The Role and Responsibility of Politics
The idea that the government can ameliorate the trend towards fewer children through tax revision is also quite simply mistaken. This is because one of the primary reasons for such a trend is the sheer decline in the number of Japanese men and women wanting to get married. If the government is genuinely searching for effective countermeasures against the falling birthrate, it is vital to develop an infrastructure that encourages more Japanese to get married while young; the basic DPJ scheme, which strikes one as prompting young men and women in Japan to go separate ways rather than building a family together, is grossly mistaken.
During last month’s gender-equality discussion at the LDP headquarters, one more difficult issue was raised by one of the participants. As part of the proposed revision of the civil code allowing married couples to select separate surnames, there is an article (Article 900) concerning the rights of illegitimate children. The article currently grants illegitimate children the right to inherit one half of what legitimate children are entitled to. The proposed revision is so designed as to allow illegitimate children to inherit the same amount as legitimate children. The participant asked:
“If you tell me that all children, legitimate or not, should be treated equally as they could in no way have chosen their parents, I’m inclined to say to myself, ‘Maybe illegitimate children should be treated equally under the proposed new Japanese taxation law. ’ And yet, I am not quite convinced.”
It certainly is an extremely difficult proposition. Nothing is more complicated than the human mind. In life, one is likely to face a crossroads where he or she dares choose the different path – the wrong path – despite the fact that reason dictates that is not the right way to go. In fact, there may be times when one falls in love with someone aside from his or her spouse. However, politics has its roles and responsibilities to fulfill. That is, when a person fails to see things from a rational point of view, shouldn’t the responsibility of politics be to provide that person an environment enabling him or her to be nudged to act as sensibly as possible?

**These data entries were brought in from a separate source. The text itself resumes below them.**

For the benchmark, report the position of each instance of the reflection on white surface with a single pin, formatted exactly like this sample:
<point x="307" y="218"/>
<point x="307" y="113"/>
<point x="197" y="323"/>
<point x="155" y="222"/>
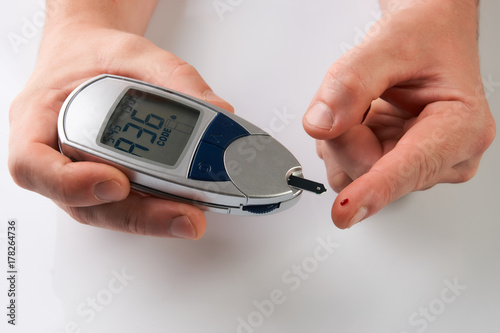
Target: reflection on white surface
<point x="427" y="263"/>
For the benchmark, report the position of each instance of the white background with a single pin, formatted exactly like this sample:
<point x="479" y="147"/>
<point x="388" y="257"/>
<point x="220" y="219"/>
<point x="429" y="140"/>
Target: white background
<point x="263" y="57"/>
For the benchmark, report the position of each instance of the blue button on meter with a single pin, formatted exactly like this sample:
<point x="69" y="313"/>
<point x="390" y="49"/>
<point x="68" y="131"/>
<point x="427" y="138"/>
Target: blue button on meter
<point x="178" y="147"/>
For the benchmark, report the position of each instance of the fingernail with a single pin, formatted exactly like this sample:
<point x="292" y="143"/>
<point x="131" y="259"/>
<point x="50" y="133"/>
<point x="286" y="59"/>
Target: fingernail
<point x="108" y="191"/>
<point x="181" y="227"/>
<point x="358" y="217"/>
<point x="320" y="115"/>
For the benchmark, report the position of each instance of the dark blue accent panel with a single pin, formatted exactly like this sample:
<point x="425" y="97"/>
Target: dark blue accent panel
<point x="223" y="130"/>
<point x="208" y="164"/>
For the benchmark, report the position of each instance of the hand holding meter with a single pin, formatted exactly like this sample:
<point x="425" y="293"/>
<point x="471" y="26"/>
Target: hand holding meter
<point x="178" y="147"/>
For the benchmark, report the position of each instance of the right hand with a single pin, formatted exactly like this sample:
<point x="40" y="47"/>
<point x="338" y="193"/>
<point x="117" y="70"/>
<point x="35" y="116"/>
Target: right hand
<point x="92" y="193"/>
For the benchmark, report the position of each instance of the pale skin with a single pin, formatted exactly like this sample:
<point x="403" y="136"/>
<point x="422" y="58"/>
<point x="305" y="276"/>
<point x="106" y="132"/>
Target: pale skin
<point x="429" y="121"/>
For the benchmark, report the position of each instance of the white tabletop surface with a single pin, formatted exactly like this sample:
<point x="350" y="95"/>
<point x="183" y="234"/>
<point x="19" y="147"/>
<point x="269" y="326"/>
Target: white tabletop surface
<point x="429" y="262"/>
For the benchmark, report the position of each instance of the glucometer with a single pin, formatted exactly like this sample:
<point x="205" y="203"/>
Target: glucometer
<point x="175" y="146"/>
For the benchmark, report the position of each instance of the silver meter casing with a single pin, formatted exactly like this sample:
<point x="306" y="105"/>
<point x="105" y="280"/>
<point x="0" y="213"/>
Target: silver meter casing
<point x="256" y="166"/>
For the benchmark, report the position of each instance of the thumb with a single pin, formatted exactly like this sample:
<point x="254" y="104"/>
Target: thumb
<point x="356" y="79"/>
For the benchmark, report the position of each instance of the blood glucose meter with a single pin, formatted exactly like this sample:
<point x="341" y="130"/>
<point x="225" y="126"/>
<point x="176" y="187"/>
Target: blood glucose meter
<point x="175" y="146"/>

Should the law decide that all children, legitimate or illegitimate, be treated equally, politics may end up prompting people to take the wrong path – which should be avoided in light of the long-standing social system and practices reflecting the nation’s basic values. Instead, politics should work towards encouraging people to cherish traditional social conventions nurtured by their culture as much as possible. If anything, when politics functions properly and legal justice is done in Japan, those wanting to leave a fortune behind for their loved ones may do so by deciding on the allotment of the inheritance as they see fit.
If so, I see no reason why the proposed tax revision should be pursued further.
(Translated from Renaissance Japan column no. 447 in the February 10, 2011 issue of The Weekly Shincho.)